On his account it was an unfortunate mixture of global economic factors and inadequate support that crashed the Truss project – and very nearly the British economy – rather than its objectives.
It’s a bold endeavour and one likely to raise eyebrows – if not the blood pressure – of those paying larger mortgages as a consequence of last autumn’s crisis. Most experts believe that the loss of confidence in the UK’s ability to pay its debts was induced by Kwasi Kwarteng’s budget with its huge tax giveaways.
With an almost permanent grin, the 36-year-old MP for North East Hampshire is the amiable face of the Truss agenda. He appears to be well aware of the need for a tactical retreat.
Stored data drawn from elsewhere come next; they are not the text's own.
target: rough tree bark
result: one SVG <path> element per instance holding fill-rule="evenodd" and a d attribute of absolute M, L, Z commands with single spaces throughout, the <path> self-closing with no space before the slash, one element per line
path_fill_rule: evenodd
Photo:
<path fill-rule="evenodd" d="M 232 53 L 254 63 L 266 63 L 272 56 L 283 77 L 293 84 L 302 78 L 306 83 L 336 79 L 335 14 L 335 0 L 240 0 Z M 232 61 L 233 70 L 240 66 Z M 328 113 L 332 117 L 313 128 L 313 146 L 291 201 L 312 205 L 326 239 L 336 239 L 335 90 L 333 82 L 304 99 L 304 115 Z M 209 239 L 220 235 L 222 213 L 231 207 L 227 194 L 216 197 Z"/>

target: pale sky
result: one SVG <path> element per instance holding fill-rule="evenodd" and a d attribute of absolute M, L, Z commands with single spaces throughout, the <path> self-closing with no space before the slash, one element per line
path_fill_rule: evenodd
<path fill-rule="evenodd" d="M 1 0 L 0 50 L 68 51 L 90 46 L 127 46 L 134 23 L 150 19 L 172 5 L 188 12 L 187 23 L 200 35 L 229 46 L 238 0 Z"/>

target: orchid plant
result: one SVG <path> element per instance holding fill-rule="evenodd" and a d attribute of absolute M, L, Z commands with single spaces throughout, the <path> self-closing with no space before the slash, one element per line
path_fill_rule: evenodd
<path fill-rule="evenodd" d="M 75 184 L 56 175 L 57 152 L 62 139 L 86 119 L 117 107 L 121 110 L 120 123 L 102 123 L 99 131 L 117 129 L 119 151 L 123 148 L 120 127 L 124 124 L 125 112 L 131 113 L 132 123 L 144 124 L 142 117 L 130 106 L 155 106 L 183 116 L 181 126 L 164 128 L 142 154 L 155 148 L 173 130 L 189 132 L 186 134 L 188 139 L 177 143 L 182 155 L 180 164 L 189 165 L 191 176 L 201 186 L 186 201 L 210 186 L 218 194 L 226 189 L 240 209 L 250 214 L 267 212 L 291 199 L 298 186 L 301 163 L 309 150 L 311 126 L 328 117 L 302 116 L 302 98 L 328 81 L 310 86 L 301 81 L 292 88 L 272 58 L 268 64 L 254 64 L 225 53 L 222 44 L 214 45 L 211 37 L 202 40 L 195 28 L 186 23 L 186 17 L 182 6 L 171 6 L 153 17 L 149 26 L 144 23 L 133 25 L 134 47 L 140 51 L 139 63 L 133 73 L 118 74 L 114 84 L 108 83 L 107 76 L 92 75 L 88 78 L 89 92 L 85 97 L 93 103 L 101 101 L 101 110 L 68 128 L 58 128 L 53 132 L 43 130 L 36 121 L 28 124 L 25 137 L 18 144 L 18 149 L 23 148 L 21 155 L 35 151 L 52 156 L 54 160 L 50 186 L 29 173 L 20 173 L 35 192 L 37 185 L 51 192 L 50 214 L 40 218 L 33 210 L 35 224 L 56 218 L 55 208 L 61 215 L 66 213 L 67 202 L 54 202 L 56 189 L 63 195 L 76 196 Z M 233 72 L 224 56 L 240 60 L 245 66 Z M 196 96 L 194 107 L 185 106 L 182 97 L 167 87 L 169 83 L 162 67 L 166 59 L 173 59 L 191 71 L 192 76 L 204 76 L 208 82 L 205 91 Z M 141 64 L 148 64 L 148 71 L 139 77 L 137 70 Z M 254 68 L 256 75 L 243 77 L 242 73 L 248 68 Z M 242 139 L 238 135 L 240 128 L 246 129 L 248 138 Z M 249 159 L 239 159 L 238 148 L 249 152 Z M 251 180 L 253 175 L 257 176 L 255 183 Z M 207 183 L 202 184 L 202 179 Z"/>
He acknowledges that scrapping the top rate of income tax was a mistake, for example, and says the group is not – currently – seeking any changes to headline rates.
But in meetings with Chancellor Jeremy Hunt ahead of Wednesday’s budget the Trussite group has been pushing for tax breaks for the relatively well-off. It does so on the grounds it would help the NHS.
He lists a number of what he calls ‘doctors’ taxes’ – like the cap on how much the state pays into private pensions and the removal of the personal allowance from those earning over £100,000 – that the group want removed on the grounds that it would help keep doctors in the NHS and so reduce backlogs.
Other asks include rolling back anti-avoidance measures known as IR35 introduced to stop so-called ‘disguised employment’ which critics say place unfair restrictions on contractors and freelancers as well as raising the VAT threshold from £80,000 to £250,000.
Jayawardena, who was accompanied by former levelling-up secretary Simon Clarke and Sir John Redwood when he met Hunt, says he believes the Chancellor “is someone who believes in growth.”
Unusually for a Tory MP these days he is prepared to defend austerity. The term was a mistake, he says, but not the effort to tighten the focus of state. He worries that a ‘hangover’ from Covid is a mistaken belief that the state can and should always protect people. He thinks cutting VAT on fuel bills may be a better way of dealing with high energy costs than continuing with the attempt to cap average bills.
As environment secretary Jayawardena found himself at the centre of a storm of protests from green groups outraged at suggestions that environmental protections were going to be rolled back in the name of economic growth.
He defends himself – as well as his Tory predecessors – from claims they didn’t do enough to stop the discharge of raw sewage into rivers.
“There is this view that this is a brand new problem that has suddenly come about because of nasty Conservatives when actually this has been going on since Victorian times when the sewers work built in this way.”
He says Labour share the blame for failing to include environmental safeguards along with consumer protections when they designed the regulatory system but adds that the companies themselves must take responsibility. “I do believe that those companies should be held to account more directly by politicians.”
He adds that he hopes the Sunak regime will follow through on significant increases in fines that he proposed during his brief period in office. He’s not a wild swimmer he says but would he get into one of our rivers if he were? “Well I don’t swim,” he answers, which is very much not a ‘Yes’.